In 1925, the castle was bought by the town of Antibes and transformed into a history and archaeology museum. Only in 1966 was the museum named Picasso and became the first museum dedicated to a living artist.
During his time spent in Antibes, Picasso realized many works (paintings, drawings, tapestries, and ceramics): the collection given by the artist to the town forms part of the museum collection.
This collection will be completed by numerous donations and acquisitions by the town.
After the Second World War, Pablo Picasso chose to live and work on the French Riviera. His strong attachment to the Mediterranean coast led him to spend time in Antibes, Cannes and Mougins, and before this at Vallauris (known for its pottery industry) where he was to stay from 1948 to 1955.
As well as a significant body of works in ceramic, the artist's stay was marked by several major paintings realised during this time. The museum exhibits two important works, War and Peace in the chapel. Each year the museum also hosts temporary exhibitions on certain themes.
Built in a checkerboard formation, to a very precise plan at the Abbey of Lérins (on the island in the bay of Cannes), the old village of Vallauris is surrounded by houses packed so tightly together that they served as ramparts.

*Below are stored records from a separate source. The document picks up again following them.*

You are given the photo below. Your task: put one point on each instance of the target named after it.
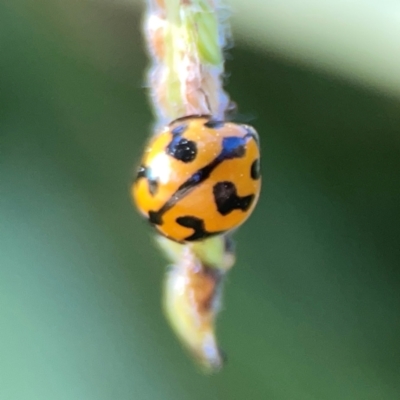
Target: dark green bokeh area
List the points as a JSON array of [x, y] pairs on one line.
[[311, 309]]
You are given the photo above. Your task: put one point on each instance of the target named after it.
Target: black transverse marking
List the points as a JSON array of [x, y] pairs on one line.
[[214, 124], [232, 147], [197, 225], [255, 172], [182, 149], [227, 200]]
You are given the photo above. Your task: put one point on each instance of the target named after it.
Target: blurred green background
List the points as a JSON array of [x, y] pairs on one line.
[[311, 308]]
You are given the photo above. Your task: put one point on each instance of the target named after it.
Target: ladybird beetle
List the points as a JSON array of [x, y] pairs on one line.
[[199, 177]]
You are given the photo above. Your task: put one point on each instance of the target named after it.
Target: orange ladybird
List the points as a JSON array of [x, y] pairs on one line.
[[199, 177]]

And to reinforce the defence, each corner of the square is protected by a tower. In days gone by, the two streets in the village linked the two gates to the village at opposite sides.
In the village of Vallauris, you can follow the route which takes you on a tour of the churches and chapels, as well as visiting the Château de Vallauris, one of the rare Renaissance châteaux in the Provence-Alpes-Côte d'Azur region.
This village beside the Juan gulf is the most active centre on the Côte d'Azur when it comes to ceramic works of art and pottery. Many illustrious people have come here to admire the beauty of this place, including Jean Marais, Picasso and even Napoléon.
Discover the aquatic world of the Espace Marineland on the Mediterranean shore a few kilometres from down town Antibes-Juan-Les-Pins. This amusement park presents shows featuring marine mammals (killer whales and dolphins), sea lions and raptors. .
Aside of the show, you can enter the world of sharks through a 30 metre tunnel and discover the ocean floor with its gallery of aquariums.
Marineland also has a Marine museum, which includes collections belonging to the former founder of the place, Admiral Poype de Vertrieux. .
This year, the Marineland celebrates its 40th birthday. To mark the occasion, come and discover new shows and the exhibition which retraces the marine zoo's evolution over the years.
For the town of Biot, ideally situated between Nice and Cannes and just a few kilometres from Antibes, success appeared in 1956 when a family company created "bubbled glass". In 1973, the Lechaczynski family took over this flourishing artisan business.
The Verrerie de Biot continues a strong tradition glassmaking in Provence, and won itself the "Living heritage business" label, an important recognition of its skills and creativity.
The Biot glassworks comprises several tourist sites in Biot that are extremely interesting: the halle des Verriers, the Glass Ecomuseum of Biot, the grand show room and the international glass gallery.